I stayed at my parents house last night after the get-together I had with some good friends. I was able to get from them their birth certificates and marriage certificate. I photographed them with my HP Photosmart R707 camera, and I must say that the images came out great in document mode. Much better than carrying a scanner around for my laptop! (Especially great because my laptop has a built-in SD card reader, so I can skip the cables too.)

Some things I got from this documentation:
  1. My mom has two birth certificates which state they were filed the same day, but have different call numbers. She had copies of both, which she had requested at seperate times within the past 5 years.
  2. First confirmation of grandparents names in writing (in addition to, of course, personal knowledge from my parents).
  3. My mom's two birth certificates contradict each other in two things. Firstly, whether or not her maternal grandmother (my great-grandmother) is alive at the time of her birth. One lists both as "finado" and one lists only the maternal grandfather as such (I suppose that I should confirm my primitive translation of this to mean deceased).
  4. The second thing that contradicts is my grandfather's age at the time of my mom's birth. I don't have a written record with a birth year for him, and his age at either 24 or 25 still gives me two very good alternatives, both of them in writing. Blasted secondary sources! I'll keep working on this.

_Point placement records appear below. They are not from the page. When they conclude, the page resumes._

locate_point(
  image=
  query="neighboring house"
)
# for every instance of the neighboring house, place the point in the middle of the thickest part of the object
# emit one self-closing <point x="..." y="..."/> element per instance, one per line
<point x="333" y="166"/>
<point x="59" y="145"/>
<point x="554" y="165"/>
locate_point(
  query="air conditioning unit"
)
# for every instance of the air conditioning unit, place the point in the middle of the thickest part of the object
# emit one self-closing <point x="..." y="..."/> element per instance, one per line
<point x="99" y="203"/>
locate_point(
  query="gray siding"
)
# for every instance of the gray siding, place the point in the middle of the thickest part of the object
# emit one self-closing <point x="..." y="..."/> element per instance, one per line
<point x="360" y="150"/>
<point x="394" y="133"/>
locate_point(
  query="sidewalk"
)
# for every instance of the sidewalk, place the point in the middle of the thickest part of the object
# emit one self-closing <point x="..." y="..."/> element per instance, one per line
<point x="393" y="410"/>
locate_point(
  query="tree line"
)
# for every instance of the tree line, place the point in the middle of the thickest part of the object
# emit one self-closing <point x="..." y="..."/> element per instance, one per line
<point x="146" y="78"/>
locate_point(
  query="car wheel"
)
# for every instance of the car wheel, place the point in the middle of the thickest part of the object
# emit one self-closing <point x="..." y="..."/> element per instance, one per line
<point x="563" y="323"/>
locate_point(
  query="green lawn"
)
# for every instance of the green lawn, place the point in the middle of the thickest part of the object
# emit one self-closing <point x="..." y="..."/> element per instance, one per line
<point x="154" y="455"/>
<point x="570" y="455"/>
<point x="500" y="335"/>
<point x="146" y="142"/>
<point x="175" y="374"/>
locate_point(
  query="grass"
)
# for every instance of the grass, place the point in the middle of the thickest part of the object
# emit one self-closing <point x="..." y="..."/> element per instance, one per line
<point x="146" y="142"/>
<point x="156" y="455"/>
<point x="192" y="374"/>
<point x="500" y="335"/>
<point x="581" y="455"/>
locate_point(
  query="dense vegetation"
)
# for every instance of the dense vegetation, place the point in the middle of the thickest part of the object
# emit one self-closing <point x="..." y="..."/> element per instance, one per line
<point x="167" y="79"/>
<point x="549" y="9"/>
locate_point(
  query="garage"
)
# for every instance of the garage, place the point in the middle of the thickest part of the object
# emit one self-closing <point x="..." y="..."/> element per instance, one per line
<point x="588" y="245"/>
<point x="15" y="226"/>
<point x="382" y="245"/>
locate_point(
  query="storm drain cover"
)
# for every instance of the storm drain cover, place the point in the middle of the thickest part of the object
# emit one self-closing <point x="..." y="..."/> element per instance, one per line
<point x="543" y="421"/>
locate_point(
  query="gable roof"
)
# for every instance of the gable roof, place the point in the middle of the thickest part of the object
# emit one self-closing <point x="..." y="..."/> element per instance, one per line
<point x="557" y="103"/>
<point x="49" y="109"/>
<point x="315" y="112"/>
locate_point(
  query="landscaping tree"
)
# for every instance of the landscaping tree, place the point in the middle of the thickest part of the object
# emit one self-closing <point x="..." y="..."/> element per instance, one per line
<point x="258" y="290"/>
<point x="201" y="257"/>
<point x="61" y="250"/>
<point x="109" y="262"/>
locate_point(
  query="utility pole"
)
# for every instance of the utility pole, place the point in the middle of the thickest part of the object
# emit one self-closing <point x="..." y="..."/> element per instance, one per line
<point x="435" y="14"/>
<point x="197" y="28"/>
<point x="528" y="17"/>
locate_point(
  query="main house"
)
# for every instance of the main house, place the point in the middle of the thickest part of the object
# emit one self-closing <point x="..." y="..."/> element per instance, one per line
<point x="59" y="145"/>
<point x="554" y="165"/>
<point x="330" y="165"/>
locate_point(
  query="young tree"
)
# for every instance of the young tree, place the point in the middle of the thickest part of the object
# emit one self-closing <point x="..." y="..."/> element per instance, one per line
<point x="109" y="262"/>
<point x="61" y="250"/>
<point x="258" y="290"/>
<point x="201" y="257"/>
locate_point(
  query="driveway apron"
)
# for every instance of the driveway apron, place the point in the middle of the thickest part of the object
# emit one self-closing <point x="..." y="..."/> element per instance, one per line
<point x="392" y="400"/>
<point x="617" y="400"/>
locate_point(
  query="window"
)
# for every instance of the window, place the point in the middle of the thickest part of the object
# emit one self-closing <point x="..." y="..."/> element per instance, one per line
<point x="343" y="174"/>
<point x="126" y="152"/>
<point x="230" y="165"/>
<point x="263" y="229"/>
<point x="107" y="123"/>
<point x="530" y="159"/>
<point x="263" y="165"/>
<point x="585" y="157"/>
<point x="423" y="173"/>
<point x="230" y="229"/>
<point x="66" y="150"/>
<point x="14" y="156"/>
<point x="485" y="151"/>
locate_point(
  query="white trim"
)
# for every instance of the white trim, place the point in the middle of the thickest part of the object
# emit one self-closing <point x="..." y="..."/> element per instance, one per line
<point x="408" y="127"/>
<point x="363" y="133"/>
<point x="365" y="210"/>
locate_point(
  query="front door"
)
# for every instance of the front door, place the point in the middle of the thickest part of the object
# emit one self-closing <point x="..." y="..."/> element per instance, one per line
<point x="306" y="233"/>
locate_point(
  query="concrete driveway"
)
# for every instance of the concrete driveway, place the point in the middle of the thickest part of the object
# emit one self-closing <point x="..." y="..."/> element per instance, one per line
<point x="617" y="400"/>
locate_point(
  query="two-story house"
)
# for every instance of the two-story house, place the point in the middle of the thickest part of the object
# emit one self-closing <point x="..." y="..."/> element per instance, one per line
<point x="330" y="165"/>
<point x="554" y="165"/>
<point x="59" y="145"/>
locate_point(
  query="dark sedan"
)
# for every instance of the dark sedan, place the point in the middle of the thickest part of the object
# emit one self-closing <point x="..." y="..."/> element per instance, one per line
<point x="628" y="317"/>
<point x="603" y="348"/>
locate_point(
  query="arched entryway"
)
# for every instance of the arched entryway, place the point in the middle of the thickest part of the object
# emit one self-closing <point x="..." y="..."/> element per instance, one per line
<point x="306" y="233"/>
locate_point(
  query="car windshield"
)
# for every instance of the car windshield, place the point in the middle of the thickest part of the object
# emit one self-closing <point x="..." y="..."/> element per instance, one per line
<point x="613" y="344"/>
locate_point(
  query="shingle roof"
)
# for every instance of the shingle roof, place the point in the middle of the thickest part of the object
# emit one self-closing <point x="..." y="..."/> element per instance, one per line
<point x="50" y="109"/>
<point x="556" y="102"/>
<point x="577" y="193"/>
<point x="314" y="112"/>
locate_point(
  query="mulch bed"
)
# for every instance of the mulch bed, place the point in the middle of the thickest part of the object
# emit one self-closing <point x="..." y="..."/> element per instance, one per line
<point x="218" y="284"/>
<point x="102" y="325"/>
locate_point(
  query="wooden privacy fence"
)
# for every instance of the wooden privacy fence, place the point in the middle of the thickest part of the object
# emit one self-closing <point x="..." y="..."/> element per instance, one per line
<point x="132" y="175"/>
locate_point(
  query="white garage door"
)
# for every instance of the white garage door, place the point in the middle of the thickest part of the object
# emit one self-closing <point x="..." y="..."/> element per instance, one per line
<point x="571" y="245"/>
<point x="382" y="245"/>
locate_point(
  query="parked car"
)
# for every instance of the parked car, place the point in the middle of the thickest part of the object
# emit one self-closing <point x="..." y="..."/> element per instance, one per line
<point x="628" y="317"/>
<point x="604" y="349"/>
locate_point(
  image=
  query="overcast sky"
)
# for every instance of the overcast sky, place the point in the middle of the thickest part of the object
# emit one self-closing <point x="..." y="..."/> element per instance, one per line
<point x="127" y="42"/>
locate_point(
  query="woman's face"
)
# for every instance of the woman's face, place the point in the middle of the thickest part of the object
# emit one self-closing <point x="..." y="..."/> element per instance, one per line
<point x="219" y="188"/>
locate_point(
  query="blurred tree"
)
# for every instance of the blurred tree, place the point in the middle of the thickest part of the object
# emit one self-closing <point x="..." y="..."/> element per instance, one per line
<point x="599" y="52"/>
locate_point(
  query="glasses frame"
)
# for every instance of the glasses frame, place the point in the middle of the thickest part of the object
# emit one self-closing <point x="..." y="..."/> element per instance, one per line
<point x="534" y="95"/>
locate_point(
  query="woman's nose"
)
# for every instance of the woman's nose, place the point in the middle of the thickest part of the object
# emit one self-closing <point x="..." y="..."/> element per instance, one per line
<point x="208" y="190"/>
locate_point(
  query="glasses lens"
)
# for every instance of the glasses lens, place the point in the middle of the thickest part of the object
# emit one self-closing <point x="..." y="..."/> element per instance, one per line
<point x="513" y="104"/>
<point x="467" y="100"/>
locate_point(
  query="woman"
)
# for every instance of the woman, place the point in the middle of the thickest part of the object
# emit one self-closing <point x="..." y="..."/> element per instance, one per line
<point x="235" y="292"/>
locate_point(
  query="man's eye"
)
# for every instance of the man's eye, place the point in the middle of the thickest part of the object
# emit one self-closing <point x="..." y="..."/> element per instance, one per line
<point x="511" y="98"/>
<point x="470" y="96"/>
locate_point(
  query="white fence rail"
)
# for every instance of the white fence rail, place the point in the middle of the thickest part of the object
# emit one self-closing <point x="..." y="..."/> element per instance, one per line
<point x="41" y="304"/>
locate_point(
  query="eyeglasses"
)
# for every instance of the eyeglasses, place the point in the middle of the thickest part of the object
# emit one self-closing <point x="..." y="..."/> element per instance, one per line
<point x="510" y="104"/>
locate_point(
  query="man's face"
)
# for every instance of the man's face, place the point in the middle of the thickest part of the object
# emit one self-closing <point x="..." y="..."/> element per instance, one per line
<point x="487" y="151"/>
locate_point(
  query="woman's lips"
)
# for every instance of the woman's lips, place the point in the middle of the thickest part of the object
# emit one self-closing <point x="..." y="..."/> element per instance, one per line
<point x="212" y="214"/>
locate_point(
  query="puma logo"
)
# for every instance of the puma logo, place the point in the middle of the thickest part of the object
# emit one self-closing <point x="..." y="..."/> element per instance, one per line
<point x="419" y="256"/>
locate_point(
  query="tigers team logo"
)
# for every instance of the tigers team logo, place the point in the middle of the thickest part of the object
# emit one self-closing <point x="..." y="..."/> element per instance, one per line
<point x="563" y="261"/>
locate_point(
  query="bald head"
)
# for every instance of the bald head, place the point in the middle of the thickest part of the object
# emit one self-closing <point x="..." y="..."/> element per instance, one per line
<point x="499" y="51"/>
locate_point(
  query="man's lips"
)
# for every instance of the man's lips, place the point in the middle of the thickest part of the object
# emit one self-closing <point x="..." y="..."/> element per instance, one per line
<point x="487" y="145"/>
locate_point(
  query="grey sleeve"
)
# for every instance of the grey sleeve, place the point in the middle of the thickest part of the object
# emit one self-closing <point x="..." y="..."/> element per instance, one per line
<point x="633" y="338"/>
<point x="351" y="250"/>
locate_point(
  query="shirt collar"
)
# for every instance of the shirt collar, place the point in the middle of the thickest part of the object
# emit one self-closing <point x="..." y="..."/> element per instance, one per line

  5. My dad was not born in Mexico City as they wrote in my baby book, but actually in Guadalajara. I hadn't thought to ask him, my bad! (Secondary sources, again! Unless his birth certificate is wrong as at least one of my mom's is...)
  6. The great thing about being Hispanic is that people use their mother's maiden names. My paternal grandmother is listed with both parents' last names names on my dad's birth certificate. The surname of her mother's family is a new find.
  7. My paternal grandfather is listed with the same last name twice (as opposed to a father's last name then mother's maiden name). Need to follow up on this, may be a sign that either his father was not "in the picture" or there was inter-marriage of relatives.
By the way, I wouldn't trust a Mexican birth certificate older than, say, the mid 1980's. They were not created at birth, but rather "registered" after the fact. This can make it easy for people to register other people's children or alter other facts. (Both of my mom's birth certificates, by the way, state her birth date and registration date of her birth to be December 20th, when in fact she was born on the 18th and registered on the 20th.)